While going out on a date may seem like a natural thing to do these days, it wasn't always the case.

In the run up to World War II, popularity for a young person meant going on lots of dates with lots of different people. As one sociologist observed in the 1930s, popularity meant dating success—especially for women. Like many things, notions of popularity were gendered. For men, popularity was connected to material things such as cars and nice clothes. For women, it

depended on building and maintaining a reputation for popularity. They had to be seen with many popular men in the right places, indignantly turn down requests for dates made at the “last minute,” which could be weeks in advance, and cultivate the impression that they were greatly in demand.
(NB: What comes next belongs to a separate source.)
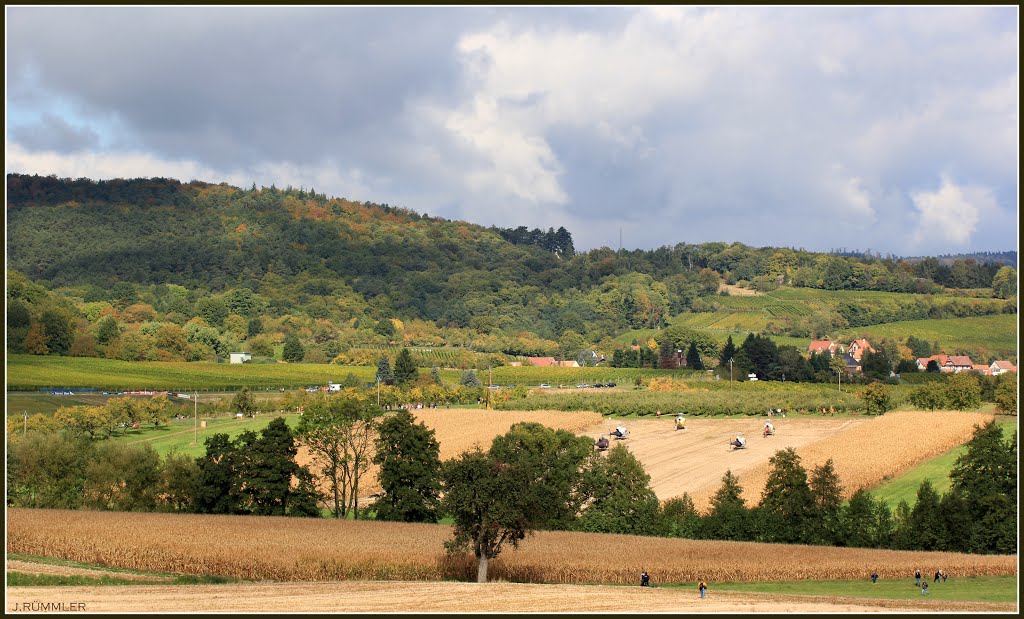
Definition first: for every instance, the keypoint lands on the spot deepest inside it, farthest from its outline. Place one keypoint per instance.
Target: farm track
(375, 596)
(695, 459)
(25, 567)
Having just the one boy coming to pick you up was fine—if that’s all you could get. But as a 1940 article in the Woman’s Home Companion noted, “The modern girl cultivates not one single suitor, but dates, lots of them…. Her aim is not a too obvious romance but general popularity.”
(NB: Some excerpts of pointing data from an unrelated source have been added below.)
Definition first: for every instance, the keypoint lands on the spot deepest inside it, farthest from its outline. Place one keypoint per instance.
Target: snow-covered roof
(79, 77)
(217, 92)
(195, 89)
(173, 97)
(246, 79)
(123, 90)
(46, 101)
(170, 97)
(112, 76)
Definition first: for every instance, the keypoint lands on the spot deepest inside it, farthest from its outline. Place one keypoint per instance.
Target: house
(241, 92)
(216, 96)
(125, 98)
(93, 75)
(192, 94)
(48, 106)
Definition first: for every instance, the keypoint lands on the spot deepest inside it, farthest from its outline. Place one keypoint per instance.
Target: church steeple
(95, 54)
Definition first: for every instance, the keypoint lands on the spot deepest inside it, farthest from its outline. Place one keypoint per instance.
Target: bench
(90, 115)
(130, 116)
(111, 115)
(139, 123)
Dating was more about image and competition than romance. Etiquette books at the time even cautioned against dancing with one partner too long; someone (or even better, lots of someones) needed to cut in to make it seem like you weren’t a social failure.

By 1950, though, things had changed. “Going steady,” or having just one partner, became the “in” thing. This focused approach to dating may have “provided a measure of security from the pressures of the postwar world,” Bailey writes. The war also saw marriage rates increase, in part because of fear that a partner might not return from battle and in part because many had delayed marriage during the Depression; an improving economy finally allowed them to marry. Marriage ages also lowered. In 1939, American women married at an average age of 23.3; by 1959, 47 percent of new brides were married before age nineteen. Dating was just practice for the inevitable marriage.